This move will see eight events for men and eight for women: the single sculls, the double sculls, the pair, the four, the eight, the lightweight single sculls, the lightweight double sculls and the lightweight four. Each country can have a maximum of one crew per event.

Up until 2015, there had been five women’s events on the rowing programme, compared to eight men’s events. In 2016, an additional women’s event was added, the women’s pair, to reach a total of six women’s events. Now, gender equality has been reached.

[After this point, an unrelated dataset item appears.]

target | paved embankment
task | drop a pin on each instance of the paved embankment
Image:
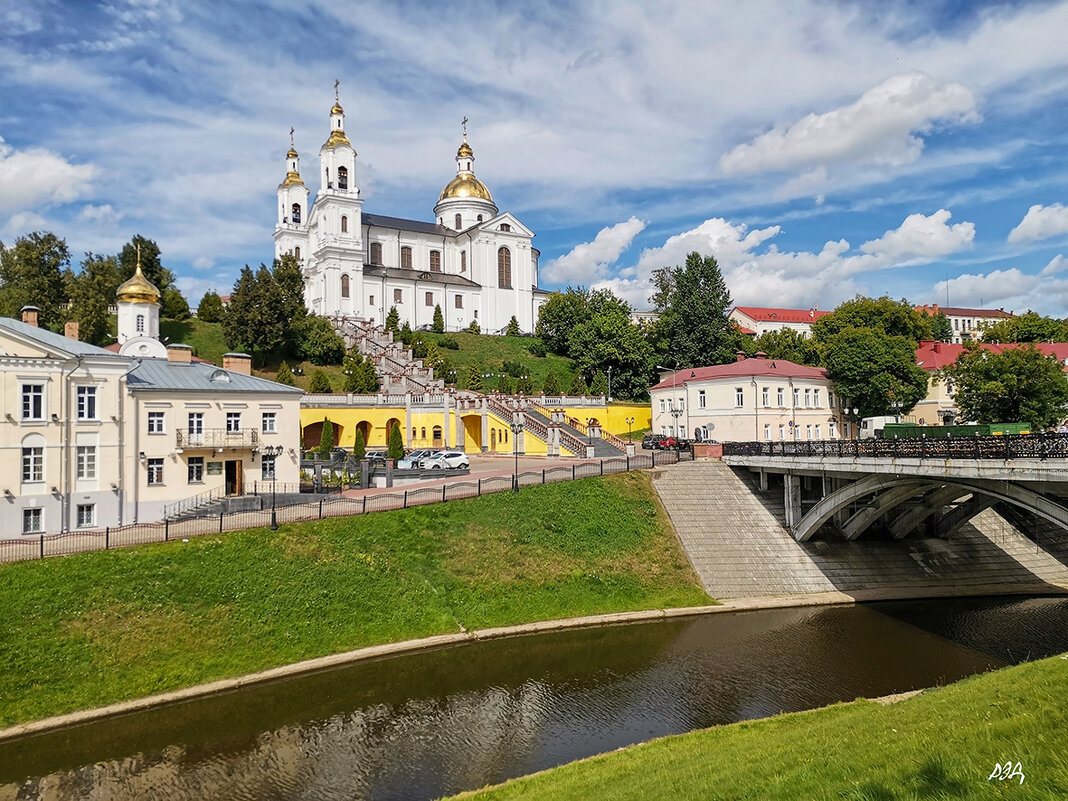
(736, 539)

Kristopher Grudt, a member of the World Rowing Federation, FISA’s Umpiring Commission and also a FISU (International University Sports Federation) Technical Delegate for rowing explains how gender-equality was reached: “Earlier this year, FISU solicited FISA’s input on the programme for the FISU Rowing World University Championships. FISA recommended a gender-balanced programme to FISU. Since gender equity is a goal of both organisations, FISU accepted the programme without a problem.”

Held every two years over two days of racing, the FISU World University Rowing Championships were last held in September of 2016 in Poznan, Poland. A total of 338 athletes competed, 229 of them men. In 2014, the championships were held in Gravelines, France, with 338 athletes participating, including 109 women.

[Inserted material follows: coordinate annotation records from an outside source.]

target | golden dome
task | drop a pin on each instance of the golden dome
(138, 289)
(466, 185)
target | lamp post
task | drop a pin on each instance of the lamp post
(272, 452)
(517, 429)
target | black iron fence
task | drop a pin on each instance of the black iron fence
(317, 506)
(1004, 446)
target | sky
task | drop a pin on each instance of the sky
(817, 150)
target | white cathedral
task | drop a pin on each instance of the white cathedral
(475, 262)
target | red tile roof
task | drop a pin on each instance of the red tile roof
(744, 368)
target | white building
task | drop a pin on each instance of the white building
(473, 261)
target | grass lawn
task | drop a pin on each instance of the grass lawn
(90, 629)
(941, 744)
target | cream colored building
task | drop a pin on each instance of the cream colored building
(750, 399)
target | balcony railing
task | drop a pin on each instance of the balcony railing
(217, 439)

At the World Rowing level, a new World Championship porgramme presenting full gender equality was approved by the 2017 FISA Congress by 95.8 per cent of the voters. The programme brings gender equality across all events at World Rowing level and can be seen in detail here.

In 2018, the World University Rowing Championships will be held in Asia for the first time. Staged in Shanghai, China, from 10 to 12 August the championships will take place at the Shanghai Water Sports Centre, located 50km from the centre of the city.

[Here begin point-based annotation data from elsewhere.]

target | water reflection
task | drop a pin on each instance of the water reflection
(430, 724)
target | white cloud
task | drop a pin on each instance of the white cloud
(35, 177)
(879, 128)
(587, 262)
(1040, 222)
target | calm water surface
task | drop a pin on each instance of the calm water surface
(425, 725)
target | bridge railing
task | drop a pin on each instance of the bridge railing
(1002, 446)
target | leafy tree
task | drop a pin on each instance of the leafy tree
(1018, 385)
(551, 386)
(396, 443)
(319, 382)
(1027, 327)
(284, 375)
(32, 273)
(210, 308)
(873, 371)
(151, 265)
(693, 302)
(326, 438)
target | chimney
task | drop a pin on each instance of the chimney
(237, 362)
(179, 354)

FISU was officially founded in 1949 and it now organises championship events in nearly 40 sports with the aim to promote university sport around the world. Rowing was first included on the FISU World Championship programme in 1984 and it was also included as an optional sport at several of FISU’s Summer Universiades.

The combination of studying and rowing is not uncommon and many rowers speak about the balance it takes to do both. Despite the challenge, many rowers find that each activity gives them a break from the other.